The plan for the commercial stretch was challenged by resident Joy Ogawa and by Terry Shuchat, owner of camera store Keeble & Shuchat on California. Ogawa and Shuchat had argued in their lawsuit that the city had violated state law by committing to the lane reduction before approving an environmental analysis for the project.
In November, Judge Patricia Lucas ruled the city had made a procedural error in approving its environmental clearance and grant application for the $1.8 million project, which would be funded by a $1.2 Metropolitan Transportation Commission grant and a $550,000 city contribution. To comply with Lucas' ruling, the City Council rescinded its earlier approvals and approved the documents again, this time in the proper order.
On Friday, Feb. 3, Lucas granted the city's request to dismiss the case.
The legal victory could help Palo Alto overcome another, similar lawsuit to the California Avenue plan by Robert Davidson of California Paint Company. Lucas is scheduled to hear the Davidson case Thursday, Feb. 16.
Palo Alto ponders next steps for compost plant
A decision by Palo Alto residents in November to make a portion of Byxbee Park available for a new compost plant is forcing city officials to walk a fine line between two competing goals — respecting the will of the voters and honoring its commitment to reopen the park to the public.
In its first vote on the deeply polarizing topic since Election Day, the City Council decided Monday, Feb. 6, to tread cautiously and directed staff and consultants to create a timeline for evaluating the proposed composting facility. Measure E, which allows the city to use 10 acres of previously dedicated parkland for a such a facility, had passed with 64 percent of the vote.
The measure did not authorize the construction of a waste-to-energy plant, however.
The council also authorized a separate contract for work pertaining to capping of the Byxbee Park landfill and agreed to delay the capping of a 51-acre portion of the site for a year.
Plan for four-track rail system draws ire
A new analysis by the California High Speed Rail Authority calling for a four-track rail system between the Bay Area and Central Valley has set off a fresh wave of criticism from officials in Palo Alto and surrounding cities, with many calling the latest document a betrayal of the rail authority's earlier promises.
The rail authority last month released a revised Environmental Impact Report (EIR) describing its vision for the Bay Area-to-Central Valley portion of the San Francisco-to-Los Angeles line. For many, the most surprising aspects of the document is its description of the line as a four-track system on the Caltrain corridor — a design that would require the adjacent Alma Street in Palo Alto to shrink by one traffic lane.
Palo Alto officials and Peninsula legislators had lobbied the rail authority to consider a "blended" system in which Caltrain and high-speed rail would share two tracks on the Peninsula. A reference to this blended approach, spearheaded by State Sen.
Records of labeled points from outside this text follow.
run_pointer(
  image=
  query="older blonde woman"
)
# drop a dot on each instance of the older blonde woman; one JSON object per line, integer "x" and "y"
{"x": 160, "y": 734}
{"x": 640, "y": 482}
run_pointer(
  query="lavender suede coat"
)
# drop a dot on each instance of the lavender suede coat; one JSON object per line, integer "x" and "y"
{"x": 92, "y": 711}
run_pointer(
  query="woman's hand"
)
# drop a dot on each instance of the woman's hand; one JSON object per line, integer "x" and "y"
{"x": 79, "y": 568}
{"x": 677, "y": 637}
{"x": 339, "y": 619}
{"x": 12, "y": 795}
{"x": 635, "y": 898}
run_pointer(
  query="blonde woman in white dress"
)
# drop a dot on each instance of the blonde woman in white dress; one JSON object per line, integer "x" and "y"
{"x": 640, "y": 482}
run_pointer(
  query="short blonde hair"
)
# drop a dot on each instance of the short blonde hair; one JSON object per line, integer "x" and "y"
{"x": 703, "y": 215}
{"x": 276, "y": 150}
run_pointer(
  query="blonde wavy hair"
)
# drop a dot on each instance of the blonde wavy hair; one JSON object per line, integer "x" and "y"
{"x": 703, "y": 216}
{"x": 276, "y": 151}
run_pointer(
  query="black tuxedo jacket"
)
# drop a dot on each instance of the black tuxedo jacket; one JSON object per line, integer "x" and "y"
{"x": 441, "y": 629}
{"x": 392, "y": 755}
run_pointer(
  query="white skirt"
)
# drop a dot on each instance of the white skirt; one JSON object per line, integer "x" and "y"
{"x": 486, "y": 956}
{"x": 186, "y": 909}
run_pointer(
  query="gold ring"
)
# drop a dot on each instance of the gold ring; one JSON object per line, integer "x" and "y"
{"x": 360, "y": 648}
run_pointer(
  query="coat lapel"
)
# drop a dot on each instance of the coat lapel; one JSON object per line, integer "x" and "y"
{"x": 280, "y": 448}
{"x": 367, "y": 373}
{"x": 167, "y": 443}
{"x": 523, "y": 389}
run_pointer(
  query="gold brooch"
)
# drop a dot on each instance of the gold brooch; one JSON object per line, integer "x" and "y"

Joe Simitian, D-Palo Alto, U.S. Rep. Anna Eshoo, D-Palo Alto, and Assemblyman Rich Gordon, D-Menlo Park, was included in the rail authority's 2011 business plan, much to the delight of the legislators and many of their constituents.
But the revised program EIR (which is broader than the segment-specific project EIR) appears to adhere to the original, highly controversial vision — a four-track system through the Pacheco Pass. Its plan, the document states, "anticipates the local Caltrain and freight trains travel predominantly on the outside two tracks and the high-speed trains and express Caltrain to travel predominantly on the two inside tracks."
"However, depending on additional operational study related to integration of the HST with existing passenger and freight services, any of these train services could potentially run on the tracks placed on the outer portion of the newly expanded right-of-way," the revised EIR states. "This would result in trains, including freight, running closer to existing homes, schools and other noise-sensitive land uses."
On Thursday, Feb. 9, the Palo Alto City Council Rail Committee also came out swinging against the document, which member Pat Burt said abandons the blended approach. Deputy City Manager Steve Emslie called the authority's new position "duplicitous at best."
"We're back where we were a year ago on this, and we thought this thing was dead," Burt said.
The city plans to submit a letter opposing the four-track system. The rail committee also on Thursday endorsed proposed legislation, Senate Bill 985, that would bar further expenditure of bond proceeds for high-speed rail.